Hasn't Camelot Unchained essentially become the developer trying to make a game engine instead of a game? Any "game" that comes out of it will end up just so they can demonstrate the engine, net code, ect. to sell to other companies. I may be wrong but it seems like that has been their main focus and all that there is to see after eight(?) years since their Kickstarter.
In their defense, there's basically no game engine that's not behind a restrictive license as of writing that can be used for a game of that scale.
So naturally, a product like their engine would be more valuable than an actual game. But it would also open up a 'game of that scale' for other companies, indie or not.
Yes, games like EQ were made with less. EQ2's content was made in under a year according to interviews with Hartsman. They basically had an entire engine and platform under development for many years and rushed out the content last minute. But the game does function, and they have an engine, albeit a poor one in modern terms. As the engine was made for EQ2's success, not for 'x game' down the road.
If you have an established 'rendering / gameplay engine', and more importantly, a backend that is proven to work at the scale you are hoping for, you can make any kind of game on that engine / backend.

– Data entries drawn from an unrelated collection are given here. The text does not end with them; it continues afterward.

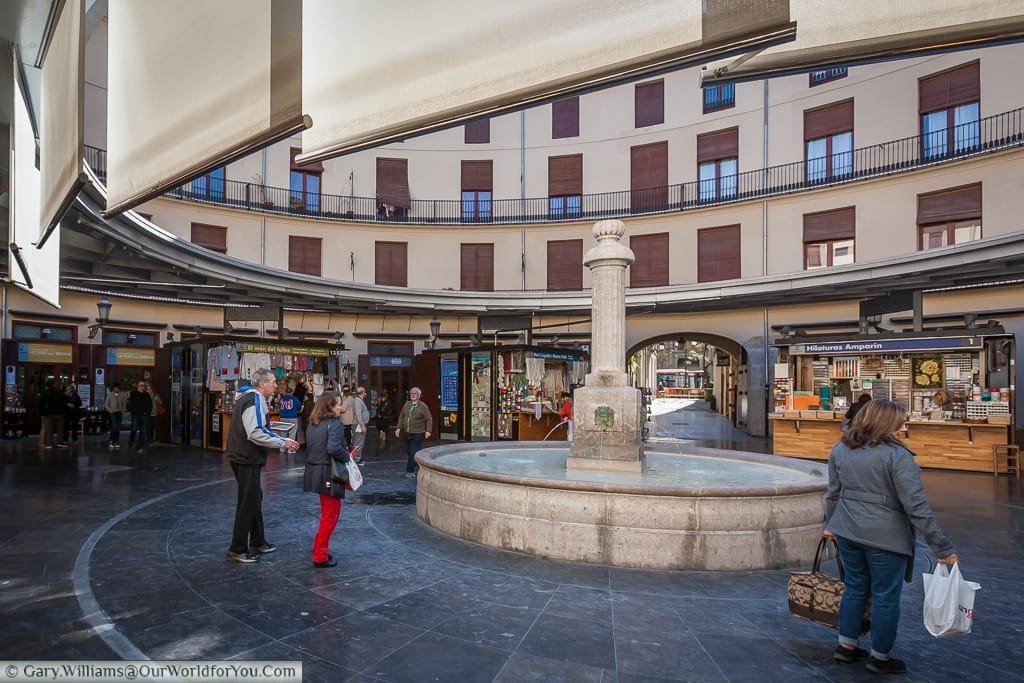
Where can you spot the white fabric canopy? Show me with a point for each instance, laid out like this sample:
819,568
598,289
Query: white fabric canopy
835,32
62,120
35,270
195,84
375,72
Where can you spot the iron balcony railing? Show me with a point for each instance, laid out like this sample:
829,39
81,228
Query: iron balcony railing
989,134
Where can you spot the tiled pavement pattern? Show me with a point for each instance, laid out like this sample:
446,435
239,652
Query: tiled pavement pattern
105,556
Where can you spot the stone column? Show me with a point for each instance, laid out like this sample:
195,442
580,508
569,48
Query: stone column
607,413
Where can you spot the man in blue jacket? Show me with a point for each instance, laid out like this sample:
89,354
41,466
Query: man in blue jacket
248,441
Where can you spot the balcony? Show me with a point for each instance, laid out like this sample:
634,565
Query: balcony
997,132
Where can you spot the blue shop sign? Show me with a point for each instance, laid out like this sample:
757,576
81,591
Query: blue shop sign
888,345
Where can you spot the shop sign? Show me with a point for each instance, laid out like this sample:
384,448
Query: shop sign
887,345
284,349
390,361
450,383
55,353
128,355
555,355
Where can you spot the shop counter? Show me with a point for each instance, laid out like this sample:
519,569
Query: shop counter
531,429
952,445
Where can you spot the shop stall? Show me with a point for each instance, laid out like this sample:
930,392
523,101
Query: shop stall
505,392
957,390
207,375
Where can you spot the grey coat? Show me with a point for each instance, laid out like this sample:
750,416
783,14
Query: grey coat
876,498
324,442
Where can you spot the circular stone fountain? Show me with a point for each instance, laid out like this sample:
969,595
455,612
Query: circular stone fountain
701,509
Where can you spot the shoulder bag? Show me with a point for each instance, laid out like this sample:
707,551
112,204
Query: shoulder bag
816,596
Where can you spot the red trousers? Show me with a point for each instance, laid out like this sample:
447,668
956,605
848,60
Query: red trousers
330,511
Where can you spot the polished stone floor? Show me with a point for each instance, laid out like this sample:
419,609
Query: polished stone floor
107,556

Your costs come mostly from maintaining the engine itself.
Almost every player I talk to wants to see an "MMO in Unreal 4" - the issue with that is there's not really an engine out there that is completely open source and free to use regardless of platform... well, besides Godot, and Godot is too limited in what it can do and does not support mobile or consoles, so it turns off investors and developers who are thinking on a 'bigger scale'. They forget you need a backend of some sorts to handle, store and retrieve player data, including analytics and metrics.
If you go to any investor and pitch a game like Camelot Unchained, you better tell them, "Hey, so I can get this engine that we can sell to other companies, and I need funding for that engine", it is much easier to sell than "Hey, I have an idea for a game based on a concept (RvR) that ultimately failed to achieve major success twice."
Designers, like Mark Jacobs, understands how to pitch a game. He's likely had to pitch games many times over in his career to many VC firms and publishers. Word travels quick in industries, so you need to change your strategy when dealing with them if you are consistently failing to acquire funding.
If you can't give investors a target metric, you can't get funding unless you have some sort of profitable venture.